Published March 2018.
Diagnosing tuberculosis (TB) in children presents considerable challenges. Upfront testing on Xpert® MTB/RIF (‘Xpert’)—a rapid molecular assay with high sensitivity and specificity—for pediatric presumptive TB patients, as recommended by India’s Revised National Tuberculosis Control Program (RNTCP), can pave the way for early TB diagnosis. As part of an ongoing project implemented by Foundation for Innovative New Diagnostics (FIND) dedicated to providing upfront free-of-cost (FOC) Xpert testing to children seeking care in the public and private sectors, a qualitative assessment was designed to understand how national guidelines on TB diagnosis and Xpert technology have been integrated into the pediatric TB care practices of different health providers.
We conducted semi-structured interviews with a sample of health providers from public and private sectors engaged in the ongoing pediatric project in 4 major cities of India. Providers were sampled from intervention data based on sector of practice, number of Xpert referrals, and TB detection rates amongst referrals. A total of 55 providers were interviewed with different levels of FOC Xpert testing uptake. Data were transcribed and analyzed inductively by a medical anthropologist using thematic content analysis and narrative analysis.
It was observed that despite guidance from RNTCP on the use of Xpert and significant efforts by FIND and state authorities to disseminate these guidelines, there was notable diversity in their implementation by different health care providers. Xpert, apart from being utilized as intended, i.e. as a first diagnostic test for children, was utilized variably–as an initial screening test (to rule out TB), confirmatory test (once TB diagnosis is established based on antibiotic trial or clinically) and/or only for drug susceptibility testing after TB diagnosis was confirmed. Most providers who used Xpert frequently reported that Xpert was an important tool for managing pediatric TB cases, by reducing the proportion of cases diagnosed only on clinical suspicion and by providing upfront information on drug resistance, which is seldom suspected in children. Despite non-standard use, these results showed that Xpert access helped raise awareness, aided in antibiotic stewardship, and reduced dependence on clinical diagnosis among those who diagnose and treat TB in children.

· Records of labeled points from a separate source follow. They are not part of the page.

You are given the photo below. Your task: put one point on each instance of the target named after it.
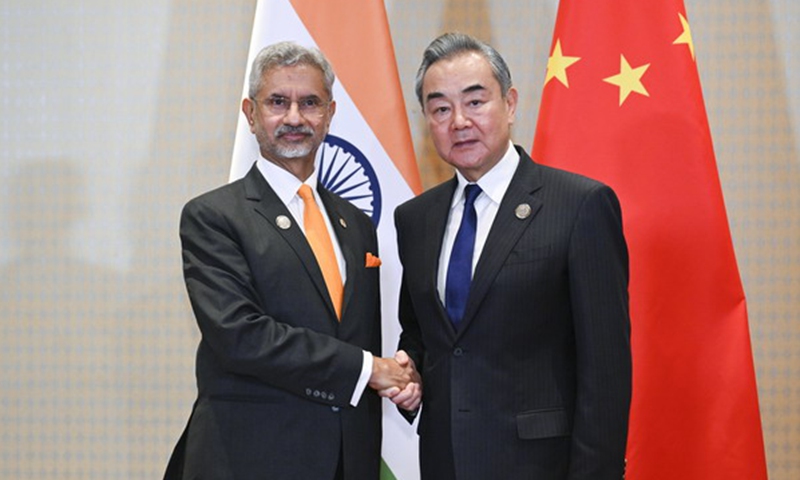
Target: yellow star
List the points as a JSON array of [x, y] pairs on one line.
[[628, 79], [557, 65], [686, 36]]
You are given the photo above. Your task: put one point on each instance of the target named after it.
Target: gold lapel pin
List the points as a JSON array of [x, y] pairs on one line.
[[522, 211], [283, 222]]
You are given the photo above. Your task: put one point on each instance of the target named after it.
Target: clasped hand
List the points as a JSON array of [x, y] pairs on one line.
[[398, 380]]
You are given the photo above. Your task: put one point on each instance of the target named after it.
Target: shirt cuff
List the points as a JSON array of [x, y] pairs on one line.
[[363, 379]]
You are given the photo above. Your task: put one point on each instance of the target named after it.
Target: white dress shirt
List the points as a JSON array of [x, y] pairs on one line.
[[285, 185], [494, 184]]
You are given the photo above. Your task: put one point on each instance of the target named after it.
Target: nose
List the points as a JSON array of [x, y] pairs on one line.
[[293, 116], [460, 119]]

Access to free and rapid Xpert testing for all presumptive pediatric TB patients has had multiple positive effects on pediatricians’ diagnosis and treatment of TB. It has important effects on speed of diagnosis, empirical treatment, and awareness of drug resistance among TB treatment naive children. In addition, our study shows that access to public sector Xpert machines may be an important way to encourage Public-Private integration and facilitate the movement of patients from the private to public sector for anti-TB treatment. Despite availability of rapid and free Xpert testing, our study showed an alarming diversity of Xpert utilization strategies across different providers who may be moving toward suggested practice over time. The degree of diversity in TB diagnostic approaches in children reported here highlights the urgent need for concerted efforts to place Xpert early in diagnostic algorithms to positively impact the pediatric TB care pathway. A positive change in diagnostic algorithms may be possible with continued advocacy, time, and increased access.